Current denominations of paper notes are:

  • $1
  • $2
  • $5
  • $10
  • $20
  • $50
  • $100

Material used to manufacture U.S. Dollar banknotes

Unlike most printed money, which is made from wood fiber, USD paper notes are produced using cotton fibers.

Material used to manufacture U.S. Dollar coins

These coins are made from a variety of metals which include:

  • copper
  • nickel
  • zinc


All U.S. Dollar Banknotes are of the same in size. USD bills measure a width of 155.956 mm and a height of 66.294 mm.

The U.S Dollar coins vary in sizes. The diameter reach from 0.75 inches to 1.043 inches.

Coin Denomination Diameter
Cent 0.750 in - 19.05 mm
Nickel 0.835 in - 21.21 mm
Dime 0.705 in - 17.91 mm
Quarter Dollar 0.955 in - 24.26 mm
Half Dollar 1.205 in - 30.61 mm
$1 1.043 in - 26.49 mm

Design of U.S. Dollar banknotes

The design for the face and back of every banknote, with the exception of the back of $1 and $2 dollar bills, was established and accepted in 1928. The U.S. dollar is well known for using portraits of American presidents for the face of the bill.

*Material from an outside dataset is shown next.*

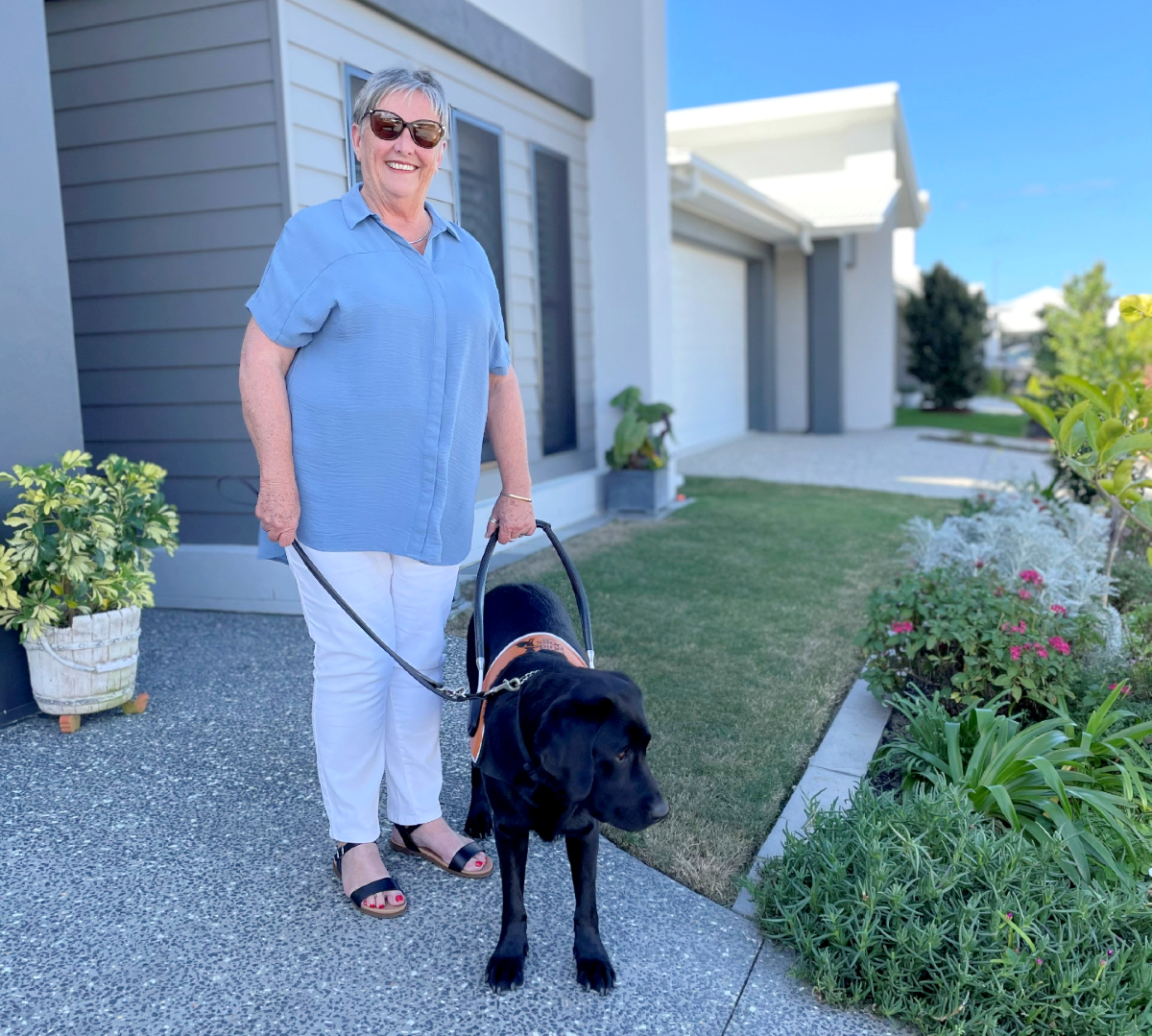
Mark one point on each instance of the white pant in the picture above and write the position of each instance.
(370, 717)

Bank note Front side Back side
$1 George Washington Great Seal of the United States
$2 Thomas Jefferson Sign of the Declaration of Independence
$5 Abraham Lincoln Lincoln Memorial
$10 Alexander Hamilton The Treasury Building
$20 Andrew Jackson The White House
$50 Ulysses Grant The Capitol
$100 Benjamin Franklin The Independence Hall

Notes larger than $100

Notes like $500, $1,000, $5,000, and $10,000 denominations have been out of circulation since 1969, since they were rarely used in financial transactions. However, these notes are still legal tender, and can be found among the collectors

Design of U.S. Dollar coins

There are several editions of every coin. As the reverse side of the coin changed with almost every edition, the obverese stayed the same.

Coin Front side
1¢ - $0.01 Abraham Lincoln
5¢ - $0.05 Thomas Jefferson
10¢ - $0.10 Franklin D. Roosevelt
25¢ - $0.25 George Washington
50¢ - $0.50 John F. Kennedy
$1 Each decesed president

Printing and Minting

Curiously enough two separate bodies issue coins and paper money.


The Bureau of Engraving and Printing is in charge of printing the banknotes since 1914.

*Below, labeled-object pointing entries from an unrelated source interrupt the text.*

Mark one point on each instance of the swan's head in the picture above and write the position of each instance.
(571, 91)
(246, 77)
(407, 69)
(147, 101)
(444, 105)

The 'United States Mint' is tasked with the production of the coins.

Central Bank

The central bank which is in charge of the U.S. Dollars is called Federal Reserve System.


The U.S. dollars are colloquially referred to as bucks, smackers, bones, scrilla, paper, dough, dead presidents, Washingtons, Jeffersons, Benjamins and so on (depending on the denomination), while smaller denominations are referred to as pennies (¢1), nickels (¢5), dimes (¢10) and quarters (¢25).